There are higher risks of complications in RAM, including: corneal edema, CME, iris or zonular trauma, poor visual outcomes — and even malignant glaucoma could occur. In nanophthalmos, the patient is susceptible to RAM plus uveal diffusion and choroidal hemorrhage. Also, because of the limitations of biometry and IOL calculations, the patient might experience residual refractive errors. “So, there’s a possibility that you need additional intraocular manipulation,” said Dr. Wiwatwongwana, before commenting on intraoperative procedures and other tips for this genetic condition.
“While performing phaco, we’re especially careful with the cornea and posterior capsule.

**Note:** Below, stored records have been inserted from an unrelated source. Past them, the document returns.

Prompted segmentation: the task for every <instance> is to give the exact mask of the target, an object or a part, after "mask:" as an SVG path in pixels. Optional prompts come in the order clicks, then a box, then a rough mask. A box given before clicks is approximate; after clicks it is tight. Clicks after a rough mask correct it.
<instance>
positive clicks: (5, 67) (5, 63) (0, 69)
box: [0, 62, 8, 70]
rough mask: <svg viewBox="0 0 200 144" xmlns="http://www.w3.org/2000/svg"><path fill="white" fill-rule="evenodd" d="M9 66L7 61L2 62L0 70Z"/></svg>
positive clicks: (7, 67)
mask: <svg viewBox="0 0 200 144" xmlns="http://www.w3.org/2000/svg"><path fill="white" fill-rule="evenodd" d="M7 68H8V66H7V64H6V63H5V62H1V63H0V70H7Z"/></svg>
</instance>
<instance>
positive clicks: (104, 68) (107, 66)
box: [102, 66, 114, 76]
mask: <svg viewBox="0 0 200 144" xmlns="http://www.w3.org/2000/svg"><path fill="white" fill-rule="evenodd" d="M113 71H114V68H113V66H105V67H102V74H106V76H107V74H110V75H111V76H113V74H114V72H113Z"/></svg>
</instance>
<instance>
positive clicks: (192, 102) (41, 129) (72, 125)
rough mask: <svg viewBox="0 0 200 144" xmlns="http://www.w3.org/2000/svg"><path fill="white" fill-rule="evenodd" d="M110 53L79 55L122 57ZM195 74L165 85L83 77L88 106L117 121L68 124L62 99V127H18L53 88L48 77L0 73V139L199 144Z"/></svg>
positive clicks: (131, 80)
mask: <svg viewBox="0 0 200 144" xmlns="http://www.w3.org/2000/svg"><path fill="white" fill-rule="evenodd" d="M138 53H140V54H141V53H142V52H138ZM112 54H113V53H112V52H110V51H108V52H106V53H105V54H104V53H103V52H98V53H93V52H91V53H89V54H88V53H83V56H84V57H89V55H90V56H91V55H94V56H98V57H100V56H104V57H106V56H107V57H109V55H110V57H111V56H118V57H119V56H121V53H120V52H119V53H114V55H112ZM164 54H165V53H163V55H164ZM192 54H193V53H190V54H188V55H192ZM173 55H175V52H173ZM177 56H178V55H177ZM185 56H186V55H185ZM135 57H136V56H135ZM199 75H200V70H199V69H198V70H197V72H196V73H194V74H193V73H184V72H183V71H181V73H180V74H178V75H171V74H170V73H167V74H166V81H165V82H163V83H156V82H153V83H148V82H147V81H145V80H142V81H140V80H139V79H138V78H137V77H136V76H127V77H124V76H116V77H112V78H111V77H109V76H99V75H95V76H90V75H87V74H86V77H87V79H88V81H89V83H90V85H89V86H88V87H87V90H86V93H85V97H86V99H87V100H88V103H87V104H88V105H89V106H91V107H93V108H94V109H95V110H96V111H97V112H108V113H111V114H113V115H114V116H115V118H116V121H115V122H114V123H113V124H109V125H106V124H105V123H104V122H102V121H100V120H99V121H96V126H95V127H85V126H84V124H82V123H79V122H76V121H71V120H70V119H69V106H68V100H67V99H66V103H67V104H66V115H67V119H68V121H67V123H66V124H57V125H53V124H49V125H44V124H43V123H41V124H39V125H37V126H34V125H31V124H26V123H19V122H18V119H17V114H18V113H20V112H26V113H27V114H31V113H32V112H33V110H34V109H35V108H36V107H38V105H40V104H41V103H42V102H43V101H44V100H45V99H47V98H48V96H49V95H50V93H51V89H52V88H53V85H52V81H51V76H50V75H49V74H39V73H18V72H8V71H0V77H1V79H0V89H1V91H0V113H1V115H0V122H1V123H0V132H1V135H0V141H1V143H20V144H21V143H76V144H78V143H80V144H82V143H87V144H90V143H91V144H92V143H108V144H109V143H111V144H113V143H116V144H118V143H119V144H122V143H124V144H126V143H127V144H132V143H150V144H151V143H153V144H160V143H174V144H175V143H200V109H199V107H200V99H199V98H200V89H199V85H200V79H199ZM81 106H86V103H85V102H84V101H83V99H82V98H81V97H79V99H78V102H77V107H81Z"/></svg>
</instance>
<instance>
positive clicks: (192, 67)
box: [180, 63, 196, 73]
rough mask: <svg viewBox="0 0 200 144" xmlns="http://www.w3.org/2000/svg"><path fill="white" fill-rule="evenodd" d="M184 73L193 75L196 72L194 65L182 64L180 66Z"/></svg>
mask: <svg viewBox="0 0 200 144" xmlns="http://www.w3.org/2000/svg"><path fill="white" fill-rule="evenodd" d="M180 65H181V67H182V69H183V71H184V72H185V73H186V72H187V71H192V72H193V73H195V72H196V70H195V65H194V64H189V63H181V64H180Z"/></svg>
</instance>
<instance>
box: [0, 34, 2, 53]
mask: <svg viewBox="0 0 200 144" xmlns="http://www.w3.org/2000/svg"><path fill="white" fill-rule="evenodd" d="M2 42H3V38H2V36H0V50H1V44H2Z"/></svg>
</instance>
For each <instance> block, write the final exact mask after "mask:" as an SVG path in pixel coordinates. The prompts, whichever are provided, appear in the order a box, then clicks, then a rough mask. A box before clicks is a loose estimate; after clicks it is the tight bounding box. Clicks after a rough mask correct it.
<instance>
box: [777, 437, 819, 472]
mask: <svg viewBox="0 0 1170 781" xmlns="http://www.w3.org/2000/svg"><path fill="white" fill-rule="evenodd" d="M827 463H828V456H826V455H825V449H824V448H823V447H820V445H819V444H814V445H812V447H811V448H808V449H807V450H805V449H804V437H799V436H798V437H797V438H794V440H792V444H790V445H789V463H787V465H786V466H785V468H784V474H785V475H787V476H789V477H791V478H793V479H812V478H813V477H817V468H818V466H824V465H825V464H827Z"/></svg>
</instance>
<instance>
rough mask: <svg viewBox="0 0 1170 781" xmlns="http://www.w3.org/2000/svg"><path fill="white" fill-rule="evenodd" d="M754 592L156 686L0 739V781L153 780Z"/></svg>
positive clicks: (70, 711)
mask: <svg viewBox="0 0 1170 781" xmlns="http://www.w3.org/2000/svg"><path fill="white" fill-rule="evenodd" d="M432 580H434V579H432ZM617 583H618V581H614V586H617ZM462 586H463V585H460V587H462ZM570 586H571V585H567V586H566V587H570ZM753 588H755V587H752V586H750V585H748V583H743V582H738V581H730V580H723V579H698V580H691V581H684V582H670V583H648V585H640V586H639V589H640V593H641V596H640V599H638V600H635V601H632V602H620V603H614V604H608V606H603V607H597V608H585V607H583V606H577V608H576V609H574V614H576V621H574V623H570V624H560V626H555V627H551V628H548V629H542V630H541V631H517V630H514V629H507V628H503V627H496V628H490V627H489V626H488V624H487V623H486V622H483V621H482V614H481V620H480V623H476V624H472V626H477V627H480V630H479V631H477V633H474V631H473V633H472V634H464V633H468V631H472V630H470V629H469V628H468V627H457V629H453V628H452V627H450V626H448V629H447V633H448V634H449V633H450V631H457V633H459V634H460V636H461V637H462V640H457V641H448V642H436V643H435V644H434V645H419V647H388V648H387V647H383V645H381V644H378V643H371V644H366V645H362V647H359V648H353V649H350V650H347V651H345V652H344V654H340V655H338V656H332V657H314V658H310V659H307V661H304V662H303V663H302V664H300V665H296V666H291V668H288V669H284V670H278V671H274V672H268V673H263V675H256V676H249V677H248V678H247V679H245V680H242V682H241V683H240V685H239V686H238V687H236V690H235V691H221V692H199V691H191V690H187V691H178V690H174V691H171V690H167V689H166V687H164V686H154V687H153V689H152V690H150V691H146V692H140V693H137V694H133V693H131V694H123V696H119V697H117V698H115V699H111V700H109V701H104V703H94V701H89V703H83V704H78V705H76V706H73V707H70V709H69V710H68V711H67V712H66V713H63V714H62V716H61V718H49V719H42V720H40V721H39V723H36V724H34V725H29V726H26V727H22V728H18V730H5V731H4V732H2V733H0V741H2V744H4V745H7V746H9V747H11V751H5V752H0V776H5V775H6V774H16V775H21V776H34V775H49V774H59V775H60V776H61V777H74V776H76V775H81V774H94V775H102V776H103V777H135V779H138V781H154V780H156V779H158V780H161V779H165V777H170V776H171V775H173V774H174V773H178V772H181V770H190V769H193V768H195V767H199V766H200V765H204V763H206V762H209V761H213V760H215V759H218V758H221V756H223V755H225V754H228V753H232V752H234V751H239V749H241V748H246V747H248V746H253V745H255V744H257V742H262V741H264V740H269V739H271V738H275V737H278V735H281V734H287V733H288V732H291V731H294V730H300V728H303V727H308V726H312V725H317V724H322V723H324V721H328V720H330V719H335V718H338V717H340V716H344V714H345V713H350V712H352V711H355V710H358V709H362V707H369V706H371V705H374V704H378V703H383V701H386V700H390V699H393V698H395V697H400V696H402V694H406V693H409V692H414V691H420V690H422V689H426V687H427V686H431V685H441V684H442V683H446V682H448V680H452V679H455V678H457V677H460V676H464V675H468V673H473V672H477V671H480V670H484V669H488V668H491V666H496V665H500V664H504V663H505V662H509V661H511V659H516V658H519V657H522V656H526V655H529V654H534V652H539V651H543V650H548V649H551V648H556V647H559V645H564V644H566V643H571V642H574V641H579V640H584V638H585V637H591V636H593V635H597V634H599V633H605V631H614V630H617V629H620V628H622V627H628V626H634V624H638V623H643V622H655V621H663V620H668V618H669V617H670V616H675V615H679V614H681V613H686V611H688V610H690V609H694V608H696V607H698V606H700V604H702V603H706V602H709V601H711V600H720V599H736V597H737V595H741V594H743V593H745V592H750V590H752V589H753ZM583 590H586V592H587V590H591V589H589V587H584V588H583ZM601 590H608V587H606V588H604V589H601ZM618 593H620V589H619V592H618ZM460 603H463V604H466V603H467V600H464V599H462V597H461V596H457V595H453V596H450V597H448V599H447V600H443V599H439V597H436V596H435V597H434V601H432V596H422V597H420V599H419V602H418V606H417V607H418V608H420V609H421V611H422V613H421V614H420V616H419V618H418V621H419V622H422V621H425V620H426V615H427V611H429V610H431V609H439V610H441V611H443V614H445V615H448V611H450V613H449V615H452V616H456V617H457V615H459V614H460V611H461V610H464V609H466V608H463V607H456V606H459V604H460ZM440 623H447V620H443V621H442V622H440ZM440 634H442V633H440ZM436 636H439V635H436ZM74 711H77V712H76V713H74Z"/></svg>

And don’t forget to pray at this stage, and I always do that,” he humbly confessed.
“Knowledge of anatomic variables, ideal formulas for IOL calculations, and pearls for dealing with intraoperative access and complications will help surgeons approach these challenging cases with confidence,” he added.
Bringing Sight Back in Alignment
Finally, what surgical management method would one choose if a patient presents with subluxated cataract and secondary angle-closure glaucoma? For the Chief of Glaucoma Department at the Vietnam National Eye Hospital, Dr. Do Tan, he said he prefers cataract removal (phaco with capsular tension ring) combined with vitrectomy and goniosynechialysis (GSL) before showing a demonstration of the procedures.
Editor’s Note: The 5th AOS Congress was held virtually on March 26-27, 2022. Reporting for this story took place during the event.
- Rebolleda G, Muñoz-Negrete FJ. Phacoemulsification in eyes with functioning filtering blebs: a prospective study. Ophthalmology. 2002;109(12):2248-2255.
- Nguyen DQ, Niyadurupola N., Tapp RJ, et al. Effect of phacoemulsification on trabeculectomy function. Clinical & Experimental Ophthalmology. 2013;42(5): 433–439.
- Sa HS, Kee C. Effect of temporal clear corneal phacoemulsification on intraocular pressure in eyes with prior Ahmed glaucoma valve insertion. J Cataract Refract Surg. 2006;32(6):1011-1014.